Salama assured NIH officials the recent change in government has not disrupted his country’s biomedical research enterprise. “Everything is running normally at Egypt’s universities and research centers,” he said. “Everyone is excited and optimistic about the future.”
To drive Egypt’s economic recovery, the new government intends to increase its budget for education, scientific research and health from 0.7 percent of gross domestic product to 2 percent by 2015. “This is a clear indication that research is a priority,” he said.
Salama is the country’s official representative to the World Health Organization, a sign of the importance he places on health and research. In most cases, it is the minister of health who plays that role.
Egypt’s most urgent health concern is combating the hepatitis C virus, which infects more than 10 percent of the population, Salama said. Other priorities include addressing its high rate of colorectal and childhood cancers and schistosomiasis, a parasitic infection endemic in Egypt.

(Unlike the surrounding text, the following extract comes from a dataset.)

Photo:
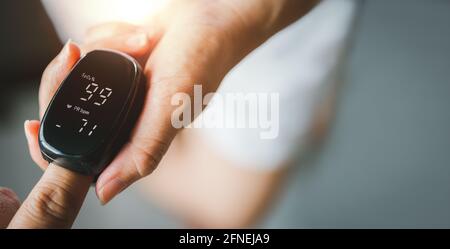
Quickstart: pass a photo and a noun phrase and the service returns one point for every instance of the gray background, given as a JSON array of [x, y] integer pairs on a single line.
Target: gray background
[[385, 163]]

To spur investigations in these and other areas, Salama plans to upgrade research facilities, improve IT infrastructure and data mining capabilities, increase salaries for faculty so they can dedicate more time to research and bolster science and math education.
In addition, he would like to encourage more short- and long-term scientific exchanges, including increasing the number of visiting Egyptian scientists at NIH from the current nine. He’d also like to expand the ongoing NIH collaborations with his country, which include bioethics and trauma research training, studies of youth drug abuse and investigations of bladder, breast and liver cancer.
Finally, he is asking that Egypt be given open access to scientific journals, as was granted to Iraq through the Iraq Virtual Science Library.
Expansion of Egypt’s biomedical research enterprise will benefit the entire region, Salama noted. Egypt helped establish the African Network for Drugs and Diagnostics Innovation, a consortium of 52 African nations intended to promote and sustain African-led product innovation through the discovery, development and delivery of affordable new tools. Egypt, as one of the top three research producers on the continent, plays a leading role.
“We are interested not only in engaging with more Egyptian scientists directly, but also in working to integrate them into NIH efforts in Africa to strengthen scientific capacity throughout the continent,” said Fogarty director Dr. Roger Glass.
The Arab Spring has re-energized Egypt’s research community, Salama said, and created new opportunities for international exchange and innovation.
“We have the vision to apply scientific solutions to our society’s health needs and to support a knowledge-based country,” he explained. “With our enhanced investment—together with the wisdom and guidance from our U.S. partners—we will see a new Egypt.”